It is a scandal that the Democrats should have fallen into such hands, and not only for the sake of ideology. For this tatterdemalion crew reeks of failure. They are the morticians of the era of Democratic defeat. To seek advice from these discredited men shows wretched judgment on the part of candidate Clinton and augurs ill for his success should he survive their political wisdom and make it to the White House.

It is a scandal that an institution once identified by half of the electorate as “the party of average working people” is now seen as that by only 13%. “Anomalous as it might seem,” Greider writes in his important new book “Who Will Tell the People?” “Wall Street is a major source of financing for the party of working people.”

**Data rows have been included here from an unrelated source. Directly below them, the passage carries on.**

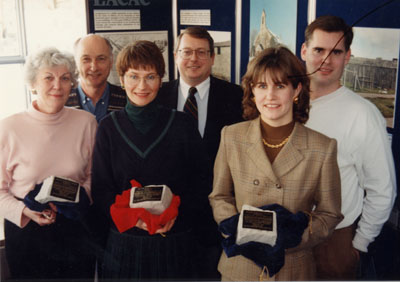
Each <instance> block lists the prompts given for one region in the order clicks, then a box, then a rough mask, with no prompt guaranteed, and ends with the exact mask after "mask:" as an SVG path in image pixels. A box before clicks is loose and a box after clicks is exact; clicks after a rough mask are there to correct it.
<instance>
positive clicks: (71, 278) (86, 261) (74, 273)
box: [4, 214, 95, 281]
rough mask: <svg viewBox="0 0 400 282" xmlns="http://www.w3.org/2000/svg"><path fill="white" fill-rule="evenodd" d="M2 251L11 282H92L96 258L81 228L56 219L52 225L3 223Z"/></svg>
mask: <svg viewBox="0 0 400 282" xmlns="http://www.w3.org/2000/svg"><path fill="white" fill-rule="evenodd" d="M4 232H5V251H6V258H7V262H8V266H9V269H10V274H11V277H12V279H16V280H23V279H24V280H25V279H29V281H34V280H38V279H40V280H49V281H51V280H53V281H55V280H63V279H65V280H68V279H70V280H71V281H72V280H79V281H93V280H94V273H95V255H94V254H93V251H92V248H91V247H90V245H91V242H89V239H88V238H89V237H88V236H87V232H86V230H85V228H84V227H83V225H82V224H81V223H80V222H78V221H73V220H69V219H67V218H65V217H63V216H62V215H60V214H58V215H57V220H56V222H55V223H54V224H51V225H48V226H39V225H38V224H37V223H35V222H34V221H30V222H29V223H28V225H27V226H25V227H24V228H20V227H18V226H16V225H15V224H13V223H11V222H10V221H7V220H5V222H4Z"/></svg>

It is a scandal that 70% of the party’s political contributions now come from corporations; and that the average age of the party’s 100,000 regular contributors is 70--people old enough to remember when the party delivered for working people.

I write this with a sorrowing heart, for, given the alternatives, the Democrats remain our nation’s last (if not best) hope; but the only cure for a party so debauched may be sweeping defeat--the loss of the presidency, the Senate and the House. From the ashes might emerge a party not of Washington lawyers and lobbyists and Wall Street plungers but of the beautician and the barber, the hotel worker and the carpenter--the people who have been losing ground under a Reagan-Bush government of the rich, by the complacent and for the comfortable. That is where the Democrats’ roots are; that is also where the votes are. But you can’t play footsie with the National Assn. of Manufacturers or seek approbation from the Wall Street Journal and speak for such people.